In my opinion working directly with the Ministry of Health in government hospitals is the most beneficial in the long term, but it is a harder option to start with. For surgeons without a lot of international experience it is often better to start by linking up with an NGO or a mission organisation. In orthopaedics there are a number of organisations that will arrange short term working visits. The BOA has an overseas section called World Orthopaedic Concern. This is your first port of call.

Tell us about your exciting new projects?

I am working with the Ministry of Health in Zimbabwe and local colleagues to set up an orthopaedic hospital with an emphasis on training and research.

Here in Oxford we are also working with a partnership of UK and African orthopaedic surgeons and physiotherapists to develop a short course to teach the Ponseti technique of clubfoot treatment to healthcare professionals all over the continent.   We are being very thorough and will have four pilots where we test out the course on people who have never treated clubfoot, as well as those with experience.

What attracted you to a career in orthopaedics?

To start with when I was a SHO the first orthopaedic surgeon I worked for was friendly, helpful and encouraging and let me assist in theatre which gave me a taste for the discipline. Later when I had to choose a career it was the fact that orthopaedic surgery was intricate and demanding and has dramatic results. It is also very varied. In my own career I concentrated initially on joint replacements and hand surgery while I was a consultant in London. Then when I was in Malawi I did mainly paediatric surgery, and now am concentrating on spines.

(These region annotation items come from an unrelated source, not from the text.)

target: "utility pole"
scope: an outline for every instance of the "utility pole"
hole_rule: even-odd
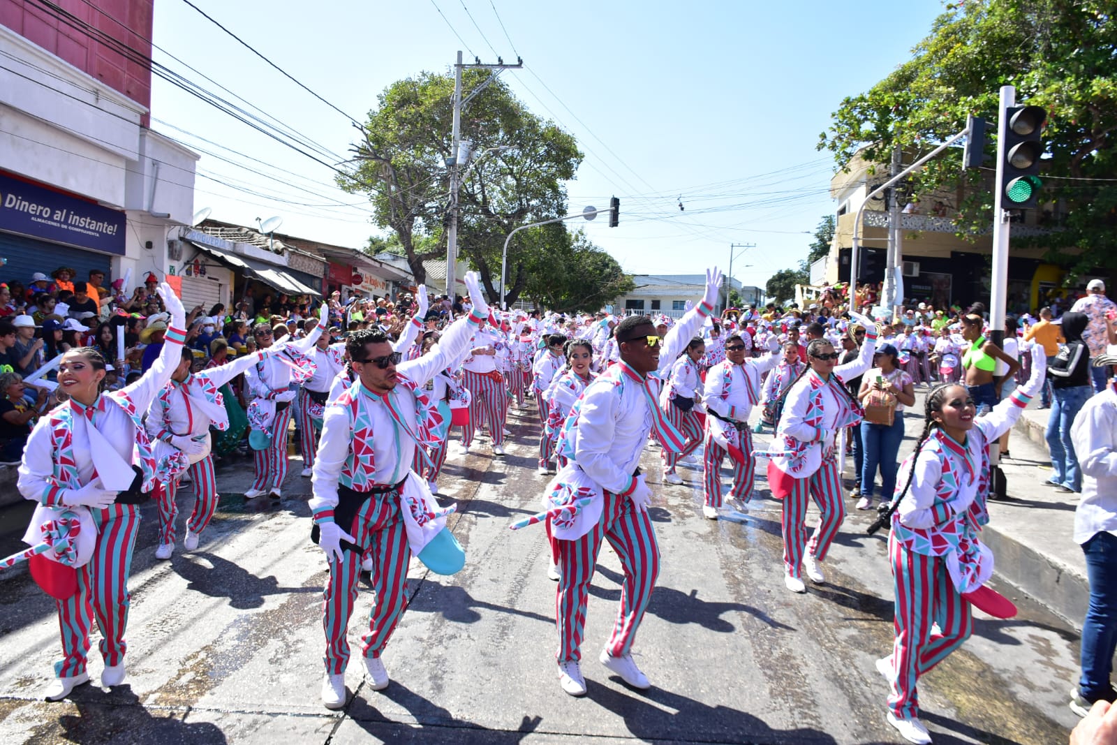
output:
[[[461,176],[461,108],[465,104],[480,93],[488,80],[483,83],[476,90],[469,94],[469,97],[461,101],[461,70],[464,69],[489,69],[489,70],[504,70],[504,69],[518,69],[524,66],[524,60],[516,58],[515,65],[505,65],[500,57],[496,58],[495,65],[483,64],[477,57],[474,58],[472,64],[462,64],[461,61],[461,50],[458,50],[458,61],[454,65],[454,124],[452,132],[450,134],[450,157],[452,162],[450,163],[450,214],[449,225],[447,226],[446,235],[446,296],[454,300],[455,296],[455,285],[457,284],[457,269],[458,269],[458,188],[461,185],[458,179]],[[489,78],[491,79],[491,78]]]
[[[733,289],[733,252],[738,248],[756,248],[756,243],[729,243],[729,271],[725,275],[725,304],[718,315],[729,307],[729,290]]]

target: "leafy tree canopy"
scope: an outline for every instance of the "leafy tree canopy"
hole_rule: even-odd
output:
[[[850,96],[832,115],[819,149],[839,168],[853,155],[887,163],[895,146],[926,152],[965,127],[966,116],[995,121],[999,88],[1048,109],[1050,160],[1042,175],[1051,201],[1068,206],[1059,230],[1038,245],[1075,271],[1117,267],[1117,23],[1110,0],[966,0],[947,4],[910,60]],[[993,137],[995,139],[995,137]],[[992,140],[992,139],[991,139]],[[995,143],[987,144],[990,165]],[[982,172],[964,172],[961,149],[933,161],[920,191],[968,187],[960,232],[987,227],[993,195]],[[987,181],[987,179],[986,179]],[[1013,238],[1015,242],[1018,239]]]

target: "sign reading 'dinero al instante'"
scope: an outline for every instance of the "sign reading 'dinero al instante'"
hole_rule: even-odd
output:
[[[124,256],[124,212],[0,173],[0,230]]]

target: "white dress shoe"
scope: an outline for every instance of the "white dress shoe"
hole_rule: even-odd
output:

How did you get involved with ORUK?

It was back in the days when ORUK was the Furlong Research Foundation. We had just built the Malawi orthopaedic hospital and were successful in applying for a couple of grants that helped us to set out as a respected research and training centre.

What advice would you give to a young person starting out as an orthopaedic surgeon?

Welcome to the club. You will find orthopaedic surgeons a great bunch of people with enthusiasm drive and humour. We help restore injured and diseased bodies, taking away pain and restoring function. Quite frankly there is no better career. The training system is going through some changes and at the moment it is not fully clear how it is going to look, but whatever the training system remember that the patient is the most important person. Do your best for them and you will get the most out of your training.

Which three orthopod’s would you like to spend an evening with and why?

Art Themen, because I have just started playing the saxophone and need to be inspired.

Steve Mannion because he and I have just bought a London pied a terre and need to get the plumbing sorted.

Hiram Kite, because his method of manipulating the clubfoot has now been superceded by Ponseti and all we ever learn about is Kite’s mistakes. I feel he needs a quiet drink and a bit of sympathy.

What might we be surprised to know about you?

That I started in GP training and am one of a select few orthopaedic surgeons with a family planning certificate – well out of date now so don’t ask me for advice.